The symbolism is as obvious as it is obnoxious and appallingly self-aggrandizing. Di Paolo is expressing, in a sly and deeply appealing manner that makes you really want to check out more of his hilarious comedy, that unlike you snowflakes and SJWs and beta cucks, who bend over backwards to be “politically correct” and not offend the Thought Police, he thinks nothing of telling women they’re fat and ugly. Furthermore, Di Paolo is bold enough to say things that might be construed as racist or sexist or homophobic in our current hyper-sensitive cultural environment because they are racist, sexist and homophobic and wants nothing more than to be considered a hero for his incredible bravery in punching down and making fun of vulnerable communities agitating to be seen, heard, understood, and treated as human beings rather than as punchlines, jokes and abstractions.
Di Paolo’s grotesque exercise in “edgy” attitude would, and should, be mocked no matter who Di Paolo chose as his “antagonists”, the uptight identity politics Nazis whose demand to be treated as human beings with dignity deeply offends Di Paolo’s sense of right and wrong.
What makes Di Paolo’s historically shitty photoshop hack job even more reprehensible is that the dreadlocked black man in the image, chosen to embody racist white America’s worst fears about those scary black people with their signs and organizations and desire to be treated equitably is Muhiyidin El Amin Moye, a Black Lives Matter activist who was gunned down and murdered while riding his bike late on the night of February 6th, 2018 in New Orleans.
It turns out that the abstraction Di Paolo was patting himself on the back for having the courage to flip off as abstractly as humanly possible, via photograph editing software rather than through some manner of manly street brawl wasn’t just some random-ass black dude. No, he was a man with a name. He was a man with a story. He was a man with dignity. He was the kind of man who is described in the pages of the New Yorker long before Di Paolo’s hateful stupidity gave him a curious posthumous fame, as "a complex, vexing, and, to his opponents and to some portion of his admirers, an exasperating figure. He was not, however, insincere, lacking insight, or, as had been apparent to me since that afternoon in the Circular Congregation Church, easily forgettable.”
He wasn’t just a black guy to be lazily employed as a bogeyman. He was a black man whose life mattered and continues to matter.
The other folks Di Paolo was pretending to flip off to appeal to the sizable percentage of his audience that would love to tell any group agitating for rights and dignity to go fuck themselves and go back to the margins where they belong have names and stories and dignity as well.
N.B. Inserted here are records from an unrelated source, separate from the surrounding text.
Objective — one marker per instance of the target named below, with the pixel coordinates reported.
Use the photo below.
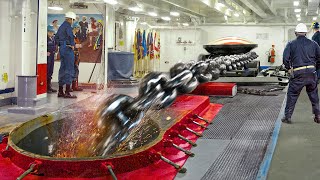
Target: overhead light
(55, 8)
(174, 13)
(112, 2)
(226, 17)
(220, 5)
(153, 14)
(166, 18)
(185, 24)
(135, 9)
(297, 10)
(133, 6)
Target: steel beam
(270, 6)
(255, 8)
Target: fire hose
(119, 114)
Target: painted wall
(6, 28)
(264, 36)
(85, 68)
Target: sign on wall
(262, 36)
(90, 35)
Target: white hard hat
(301, 28)
(71, 15)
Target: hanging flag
(144, 44)
(148, 45)
(157, 47)
(139, 44)
(151, 46)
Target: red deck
(158, 170)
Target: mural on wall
(90, 35)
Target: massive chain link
(120, 113)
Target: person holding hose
(302, 57)
(76, 29)
(65, 40)
(51, 50)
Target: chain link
(158, 91)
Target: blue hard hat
(50, 29)
(76, 25)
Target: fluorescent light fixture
(112, 2)
(153, 14)
(135, 9)
(166, 18)
(221, 5)
(56, 8)
(297, 10)
(133, 6)
(174, 13)
(185, 24)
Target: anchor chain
(157, 91)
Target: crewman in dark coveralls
(316, 38)
(51, 50)
(301, 57)
(65, 40)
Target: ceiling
(218, 11)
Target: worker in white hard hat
(65, 40)
(302, 58)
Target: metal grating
(255, 130)
(227, 122)
(265, 113)
(240, 160)
(247, 120)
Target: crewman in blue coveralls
(316, 38)
(51, 50)
(65, 40)
(302, 57)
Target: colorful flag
(151, 46)
(144, 44)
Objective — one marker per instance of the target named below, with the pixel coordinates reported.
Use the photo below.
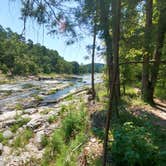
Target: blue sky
(10, 17)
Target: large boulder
(1, 149)
(30, 111)
(7, 134)
(35, 123)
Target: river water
(12, 94)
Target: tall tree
(147, 51)
(150, 72)
(112, 61)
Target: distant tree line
(21, 57)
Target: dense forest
(21, 57)
(119, 121)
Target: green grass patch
(64, 145)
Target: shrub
(72, 124)
(133, 146)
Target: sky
(10, 17)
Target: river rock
(1, 161)
(35, 123)
(1, 149)
(38, 139)
(30, 111)
(7, 134)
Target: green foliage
(60, 148)
(72, 124)
(1, 137)
(18, 57)
(133, 146)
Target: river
(22, 92)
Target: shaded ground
(158, 112)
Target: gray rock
(7, 134)
(35, 123)
(30, 111)
(38, 139)
(1, 161)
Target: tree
(147, 54)
(150, 72)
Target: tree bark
(116, 5)
(93, 57)
(146, 56)
(113, 70)
(158, 50)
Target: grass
(143, 125)
(60, 148)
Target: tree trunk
(93, 56)
(147, 55)
(113, 72)
(115, 45)
(104, 14)
(158, 51)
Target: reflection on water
(24, 89)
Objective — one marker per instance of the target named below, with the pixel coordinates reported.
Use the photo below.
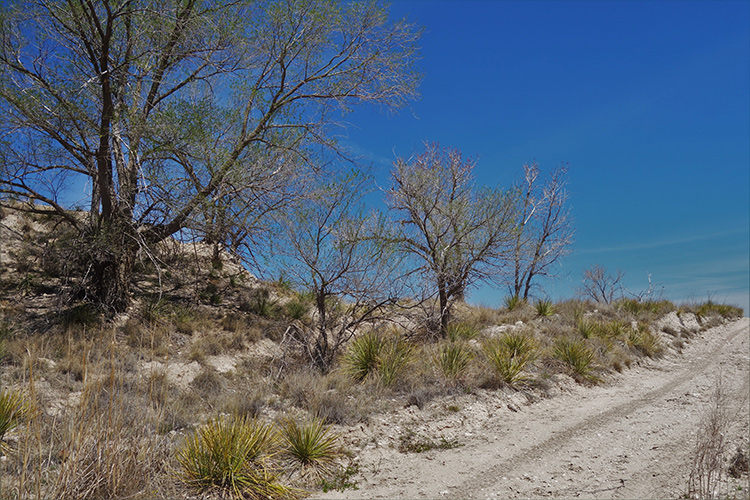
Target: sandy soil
(631, 437)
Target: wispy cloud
(663, 243)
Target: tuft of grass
(513, 302)
(544, 307)
(510, 355)
(461, 331)
(311, 447)
(577, 356)
(453, 359)
(234, 456)
(363, 356)
(587, 328)
(395, 356)
(14, 409)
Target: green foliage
(311, 446)
(459, 331)
(363, 357)
(587, 328)
(235, 456)
(544, 307)
(577, 356)
(512, 302)
(710, 308)
(642, 339)
(510, 355)
(14, 409)
(375, 354)
(342, 479)
(395, 356)
(453, 359)
(297, 309)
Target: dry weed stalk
(712, 443)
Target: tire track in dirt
(631, 438)
(528, 458)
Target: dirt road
(629, 438)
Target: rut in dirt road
(657, 403)
(631, 438)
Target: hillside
(112, 401)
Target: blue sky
(649, 103)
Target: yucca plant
(510, 355)
(14, 409)
(587, 328)
(577, 356)
(363, 356)
(453, 359)
(513, 302)
(311, 448)
(544, 307)
(642, 339)
(235, 456)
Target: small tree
(601, 286)
(457, 233)
(154, 107)
(545, 229)
(326, 244)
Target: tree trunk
(109, 251)
(444, 310)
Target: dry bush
(710, 452)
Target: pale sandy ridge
(630, 438)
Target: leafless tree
(122, 99)
(545, 229)
(457, 233)
(601, 286)
(326, 244)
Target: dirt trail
(630, 438)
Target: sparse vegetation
(511, 355)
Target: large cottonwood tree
(153, 110)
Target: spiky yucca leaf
(578, 357)
(235, 456)
(14, 409)
(311, 447)
(510, 355)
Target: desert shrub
(642, 339)
(710, 308)
(510, 355)
(235, 456)
(453, 359)
(587, 328)
(576, 356)
(297, 309)
(395, 356)
(14, 409)
(461, 331)
(310, 449)
(544, 307)
(512, 302)
(362, 359)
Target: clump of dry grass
(712, 443)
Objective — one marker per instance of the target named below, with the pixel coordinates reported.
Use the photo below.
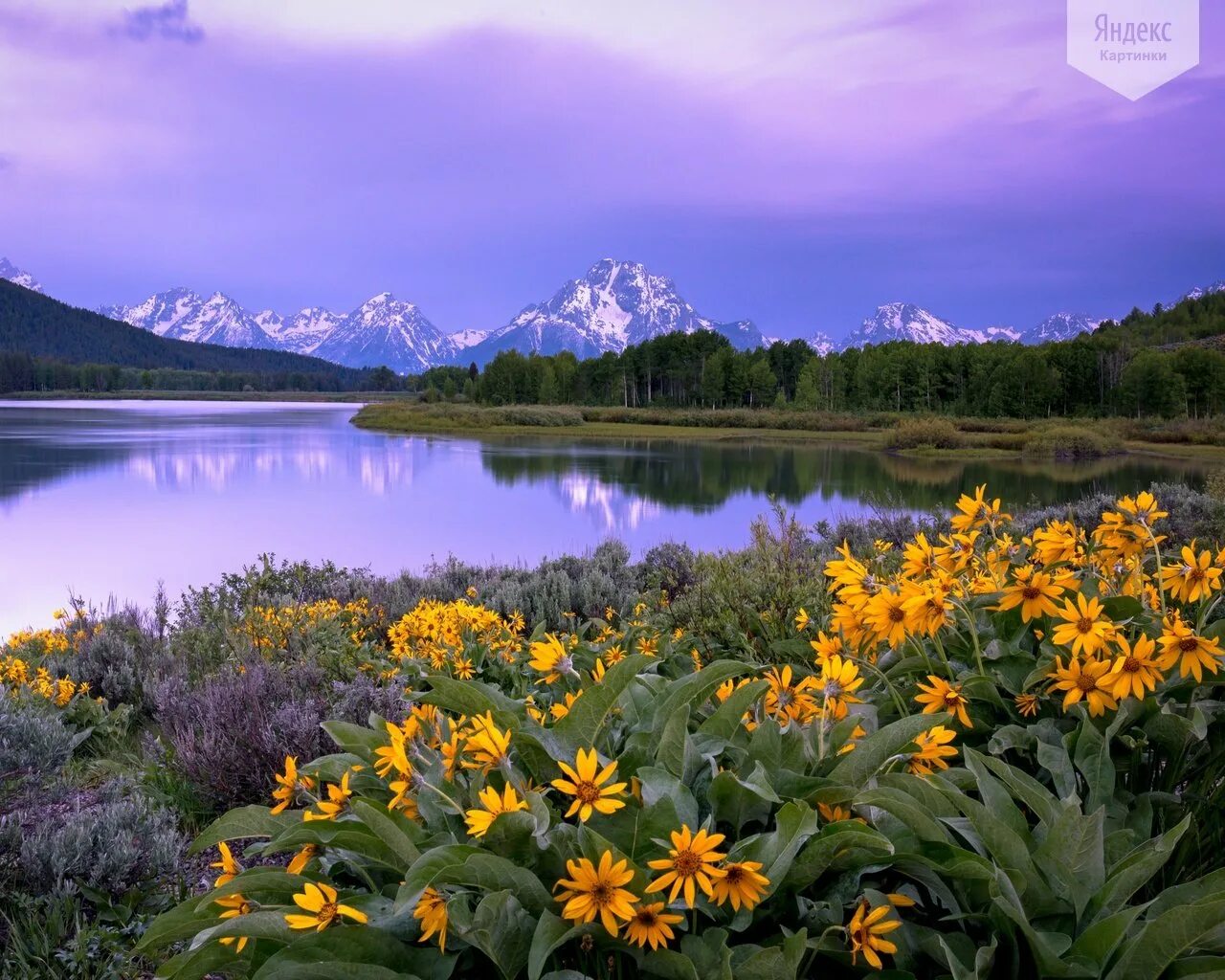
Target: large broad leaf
(392, 828)
(471, 699)
(673, 742)
(462, 864)
(739, 801)
(905, 809)
(695, 689)
(727, 718)
(1165, 939)
(1073, 856)
(709, 953)
(206, 961)
(340, 953)
(180, 923)
(502, 931)
(1134, 870)
(348, 835)
(550, 932)
(873, 751)
(995, 794)
(794, 825)
(244, 822)
(835, 842)
(582, 724)
(1101, 940)
(357, 739)
(658, 784)
(773, 962)
(1010, 852)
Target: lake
(107, 499)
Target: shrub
(1071, 442)
(996, 756)
(57, 937)
(1214, 485)
(122, 658)
(914, 434)
(33, 738)
(228, 735)
(110, 839)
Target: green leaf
(773, 962)
(582, 724)
(502, 931)
(658, 784)
(471, 699)
(346, 952)
(348, 835)
(1162, 940)
(835, 842)
(1101, 940)
(244, 822)
(794, 823)
(695, 689)
(1134, 870)
(390, 830)
(463, 864)
(550, 932)
(725, 722)
(1073, 856)
(873, 751)
(357, 739)
(180, 923)
(1092, 757)
(670, 752)
(739, 801)
(904, 808)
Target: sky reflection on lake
(105, 499)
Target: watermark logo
(1133, 46)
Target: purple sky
(787, 161)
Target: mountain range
(613, 305)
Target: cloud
(166, 22)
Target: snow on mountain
(613, 305)
(1199, 292)
(1059, 327)
(301, 332)
(385, 329)
(18, 276)
(467, 337)
(184, 315)
(822, 344)
(989, 335)
(904, 322)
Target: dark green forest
(48, 345)
(1165, 363)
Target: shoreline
(424, 423)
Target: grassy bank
(140, 394)
(1054, 438)
(406, 703)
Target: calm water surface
(104, 499)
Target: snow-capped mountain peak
(615, 304)
(822, 344)
(904, 322)
(1199, 292)
(18, 276)
(183, 315)
(1061, 326)
(385, 329)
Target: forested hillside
(1148, 364)
(42, 335)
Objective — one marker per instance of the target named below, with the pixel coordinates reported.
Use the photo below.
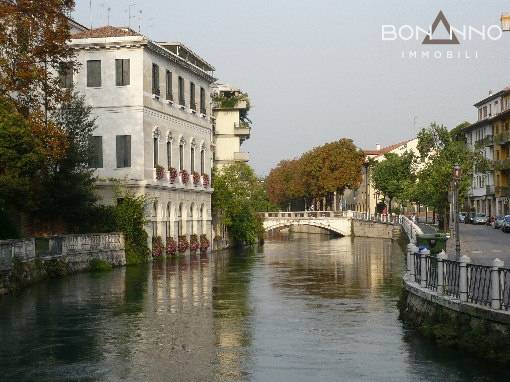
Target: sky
(319, 70)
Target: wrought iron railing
(479, 284)
(451, 278)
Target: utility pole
(455, 201)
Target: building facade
(490, 134)
(154, 130)
(231, 125)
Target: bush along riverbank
(25, 262)
(480, 337)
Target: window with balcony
(192, 101)
(65, 75)
(202, 101)
(122, 72)
(182, 101)
(94, 73)
(123, 151)
(169, 94)
(155, 79)
(96, 152)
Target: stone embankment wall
(23, 262)
(362, 228)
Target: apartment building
(154, 130)
(490, 134)
(231, 124)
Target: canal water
(302, 308)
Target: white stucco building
(153, 108)
(232, 126)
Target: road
(482, 244)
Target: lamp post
(457, 173)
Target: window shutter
(126, 72)
(128, 150)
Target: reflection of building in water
(342, 268)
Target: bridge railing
(486, 286)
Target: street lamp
(457, 173)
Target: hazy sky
(318, 70)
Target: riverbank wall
(458, 304)
(24, 262)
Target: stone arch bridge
(335, 222)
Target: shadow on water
(301, 308)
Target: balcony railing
(242, 128)
(502, 191)
(241, 157)
(502, 138)
(503, 164)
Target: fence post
(463, 282)
(424, 253)
(441, 256)
(495, 284)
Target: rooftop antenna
(90, 13)
(129, 13)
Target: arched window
(202, 161)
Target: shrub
(160, 172)
(193, 243)
(157, 246)
(98, 265)
(182, 245)
(171, 246)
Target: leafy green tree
(238, 197)
(394, 176)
They’re just not as famous as Moye.
Di Paolo, the unapologetic voice of unvarnished truth, apologized but instead of replacing that cursed image with something less racist and gross, he simply swapped in another “scary-looking” black dude for the man who is too tragically dead to make for an appropriate make-pretend nemesis anymore.
Di Paolo accidentally ended up illustrating why movements like Black Lives Matter are so essential. As long as there are people incapable of recognizing the humanity of African-Americans, in seeing them as human beings instead of a terrifying homogenous mass of race hucksters and con men, we’ll need Black Lives Matter. Through his sloppiness and cowardice, Di Paolo acted as if Moye’s black life did not matter. Thank God so many were quick to remind him and racists like him, that it did, and does, and will forever matter a whole lot more than the sour, reactionary anger of an irrelevant white bigot with a microphone.